Černohorský worked as an IT analyst and later as a test engineer until 2012. He was involved as a spokesman and member of the petitions committee, which works to preserve three historic buildings in Ostrava known as Ostravica-Textilia.

==Political career==
In the municipal elections in 2010, he ran unsuccessfully for the Ostrava City Council, and later also failed to be elected in regional elections in 2012 in the Moravian-Silesian Region, as leader of the Pirate list.
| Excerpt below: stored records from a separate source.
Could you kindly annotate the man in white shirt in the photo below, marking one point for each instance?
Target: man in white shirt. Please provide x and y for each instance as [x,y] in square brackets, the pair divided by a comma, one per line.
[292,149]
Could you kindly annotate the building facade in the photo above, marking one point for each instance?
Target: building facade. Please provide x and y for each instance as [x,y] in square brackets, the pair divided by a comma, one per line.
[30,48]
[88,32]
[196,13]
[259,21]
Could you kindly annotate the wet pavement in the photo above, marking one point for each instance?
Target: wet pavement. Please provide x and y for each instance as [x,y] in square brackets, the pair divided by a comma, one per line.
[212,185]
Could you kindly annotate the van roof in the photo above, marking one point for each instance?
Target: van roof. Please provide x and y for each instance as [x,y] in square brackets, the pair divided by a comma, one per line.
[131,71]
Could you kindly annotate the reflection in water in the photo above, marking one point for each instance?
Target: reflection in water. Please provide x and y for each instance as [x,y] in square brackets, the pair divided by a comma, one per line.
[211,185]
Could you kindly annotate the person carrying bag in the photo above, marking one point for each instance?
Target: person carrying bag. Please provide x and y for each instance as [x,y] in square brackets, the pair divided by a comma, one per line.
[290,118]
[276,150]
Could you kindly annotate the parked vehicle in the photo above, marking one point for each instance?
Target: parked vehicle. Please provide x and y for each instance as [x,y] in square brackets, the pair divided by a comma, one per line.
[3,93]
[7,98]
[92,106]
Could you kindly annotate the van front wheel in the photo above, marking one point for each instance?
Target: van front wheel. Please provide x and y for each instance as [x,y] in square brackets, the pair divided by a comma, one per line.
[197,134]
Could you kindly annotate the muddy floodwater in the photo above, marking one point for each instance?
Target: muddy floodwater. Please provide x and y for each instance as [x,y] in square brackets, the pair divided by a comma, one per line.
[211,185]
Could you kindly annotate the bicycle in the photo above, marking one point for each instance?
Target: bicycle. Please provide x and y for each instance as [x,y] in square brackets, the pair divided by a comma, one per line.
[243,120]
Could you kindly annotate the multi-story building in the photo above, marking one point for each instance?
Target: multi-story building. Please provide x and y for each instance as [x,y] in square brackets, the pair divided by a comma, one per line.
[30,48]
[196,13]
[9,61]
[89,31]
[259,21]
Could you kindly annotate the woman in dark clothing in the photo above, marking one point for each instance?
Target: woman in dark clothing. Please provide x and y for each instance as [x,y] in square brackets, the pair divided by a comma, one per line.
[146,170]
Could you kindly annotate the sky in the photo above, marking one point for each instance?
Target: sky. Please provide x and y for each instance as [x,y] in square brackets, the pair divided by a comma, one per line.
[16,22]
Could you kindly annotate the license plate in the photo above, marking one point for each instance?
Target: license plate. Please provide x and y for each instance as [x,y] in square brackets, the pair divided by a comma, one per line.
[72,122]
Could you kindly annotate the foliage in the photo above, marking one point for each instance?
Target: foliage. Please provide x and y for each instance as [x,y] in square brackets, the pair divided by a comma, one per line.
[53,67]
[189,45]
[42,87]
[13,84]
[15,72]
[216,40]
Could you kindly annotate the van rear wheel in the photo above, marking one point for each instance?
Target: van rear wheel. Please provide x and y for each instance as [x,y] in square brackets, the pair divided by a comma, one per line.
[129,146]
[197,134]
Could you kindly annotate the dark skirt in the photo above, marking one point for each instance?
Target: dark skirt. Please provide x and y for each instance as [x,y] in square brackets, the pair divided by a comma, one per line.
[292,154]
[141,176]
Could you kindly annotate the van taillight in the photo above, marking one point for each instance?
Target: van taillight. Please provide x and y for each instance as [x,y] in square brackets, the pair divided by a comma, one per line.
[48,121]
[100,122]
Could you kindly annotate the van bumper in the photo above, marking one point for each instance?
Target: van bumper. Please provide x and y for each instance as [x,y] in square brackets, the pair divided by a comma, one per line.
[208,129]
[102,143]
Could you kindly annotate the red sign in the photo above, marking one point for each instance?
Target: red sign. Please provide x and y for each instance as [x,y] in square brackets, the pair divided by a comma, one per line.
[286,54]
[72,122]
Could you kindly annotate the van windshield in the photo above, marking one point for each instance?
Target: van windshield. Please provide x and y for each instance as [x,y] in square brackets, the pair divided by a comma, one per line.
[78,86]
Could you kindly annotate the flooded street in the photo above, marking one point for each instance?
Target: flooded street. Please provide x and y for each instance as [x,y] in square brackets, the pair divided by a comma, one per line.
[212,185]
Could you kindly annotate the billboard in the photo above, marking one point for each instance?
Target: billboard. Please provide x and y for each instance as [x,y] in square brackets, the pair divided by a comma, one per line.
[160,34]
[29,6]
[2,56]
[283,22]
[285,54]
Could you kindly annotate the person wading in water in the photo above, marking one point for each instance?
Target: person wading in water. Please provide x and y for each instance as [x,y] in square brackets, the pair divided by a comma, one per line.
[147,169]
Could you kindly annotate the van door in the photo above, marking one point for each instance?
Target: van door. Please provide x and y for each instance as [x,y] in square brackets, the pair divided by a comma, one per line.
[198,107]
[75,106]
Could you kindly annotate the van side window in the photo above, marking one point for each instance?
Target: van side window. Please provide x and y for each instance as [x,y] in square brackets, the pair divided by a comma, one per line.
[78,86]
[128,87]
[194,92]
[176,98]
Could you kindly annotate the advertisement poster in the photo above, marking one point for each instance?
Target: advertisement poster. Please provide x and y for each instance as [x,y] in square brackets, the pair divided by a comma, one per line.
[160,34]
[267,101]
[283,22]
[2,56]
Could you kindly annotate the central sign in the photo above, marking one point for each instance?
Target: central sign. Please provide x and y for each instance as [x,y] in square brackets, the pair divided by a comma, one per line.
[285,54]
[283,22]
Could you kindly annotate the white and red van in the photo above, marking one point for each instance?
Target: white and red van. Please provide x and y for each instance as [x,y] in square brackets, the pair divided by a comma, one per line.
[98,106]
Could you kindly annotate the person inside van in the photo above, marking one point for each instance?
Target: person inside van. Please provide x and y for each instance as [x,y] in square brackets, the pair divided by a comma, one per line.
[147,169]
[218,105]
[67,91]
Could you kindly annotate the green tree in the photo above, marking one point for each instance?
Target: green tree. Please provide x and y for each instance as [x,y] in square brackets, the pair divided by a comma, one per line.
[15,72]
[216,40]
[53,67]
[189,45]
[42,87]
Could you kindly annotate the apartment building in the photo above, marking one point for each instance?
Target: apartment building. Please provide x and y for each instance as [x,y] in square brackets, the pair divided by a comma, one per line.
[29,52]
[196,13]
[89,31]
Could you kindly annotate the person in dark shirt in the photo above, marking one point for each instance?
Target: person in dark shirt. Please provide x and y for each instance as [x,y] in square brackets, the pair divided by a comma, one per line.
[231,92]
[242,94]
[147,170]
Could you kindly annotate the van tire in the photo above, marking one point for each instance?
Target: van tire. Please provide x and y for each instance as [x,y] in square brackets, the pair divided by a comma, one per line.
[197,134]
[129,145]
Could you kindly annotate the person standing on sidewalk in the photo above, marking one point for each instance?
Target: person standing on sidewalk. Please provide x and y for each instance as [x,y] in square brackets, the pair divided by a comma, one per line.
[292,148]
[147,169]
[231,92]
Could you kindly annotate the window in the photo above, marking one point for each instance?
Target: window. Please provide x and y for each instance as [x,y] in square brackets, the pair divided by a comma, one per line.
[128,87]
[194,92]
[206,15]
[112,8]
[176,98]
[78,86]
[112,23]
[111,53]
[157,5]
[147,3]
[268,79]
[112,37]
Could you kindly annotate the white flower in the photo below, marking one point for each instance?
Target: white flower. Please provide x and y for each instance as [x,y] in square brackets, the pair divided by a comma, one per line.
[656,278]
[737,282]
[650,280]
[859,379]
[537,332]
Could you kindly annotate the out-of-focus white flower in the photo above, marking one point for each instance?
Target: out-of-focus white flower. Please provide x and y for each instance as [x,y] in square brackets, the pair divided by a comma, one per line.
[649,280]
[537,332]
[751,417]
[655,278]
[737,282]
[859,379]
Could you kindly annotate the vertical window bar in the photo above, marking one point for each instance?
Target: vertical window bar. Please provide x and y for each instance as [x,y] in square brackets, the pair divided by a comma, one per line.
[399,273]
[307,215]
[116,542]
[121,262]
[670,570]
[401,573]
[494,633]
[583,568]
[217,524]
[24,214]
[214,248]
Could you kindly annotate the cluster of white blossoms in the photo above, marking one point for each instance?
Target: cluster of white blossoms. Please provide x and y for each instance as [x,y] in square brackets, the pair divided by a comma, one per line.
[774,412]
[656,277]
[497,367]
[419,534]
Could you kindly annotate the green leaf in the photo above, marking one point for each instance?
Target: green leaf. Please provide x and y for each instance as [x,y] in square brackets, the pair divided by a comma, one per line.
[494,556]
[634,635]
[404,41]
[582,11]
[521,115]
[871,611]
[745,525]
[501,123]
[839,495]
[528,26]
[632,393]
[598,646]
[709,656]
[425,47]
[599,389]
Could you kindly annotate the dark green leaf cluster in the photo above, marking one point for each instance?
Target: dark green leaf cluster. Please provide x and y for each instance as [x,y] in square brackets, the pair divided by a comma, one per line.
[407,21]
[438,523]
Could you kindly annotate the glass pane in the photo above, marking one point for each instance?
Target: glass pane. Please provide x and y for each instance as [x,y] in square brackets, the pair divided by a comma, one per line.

He ran for the Pirates in the Moravian-Silesian Region in elections to the Chamber of Deputies in 2010 and in 2013, but was not elected.

Černohorský was elected chairman of the Czech Pirate Party at a national forum in Prague on 2 August 2014, receiving 78 votes. In the 2014 municipal elections, he was the lead candidate for the We are Ostrava coalition — a coalition of the Green Party and Pirates, but the group did not get into the city council. Černohorský served as party chairman until April 2016.

In the 2016 Czech Senate election, Černohorský attempted to run in District No. 73 - Frýdek-Místek, but his candidacy was rejected due to not meeting the legal age limit. He was the leader of the Pirate list in the Moravian-Silesian Region in the 2016 regional elections, but again was not elected.

In the 2017 Czech parliamentary election, Černohorský was the leader of the Pirates in the Moravian-Silesian Region, and was elected as a deputy. In the 2018 Czech municipal elections, he ran for the Pirates for the Ostrava City Council, but was unsuccessful.

In the elections to the Chamber of Deputies in 2021, he was the lead candidate for the Pirates and Mayors coalition in the Moravian-Silesian Region, but was not re-elected.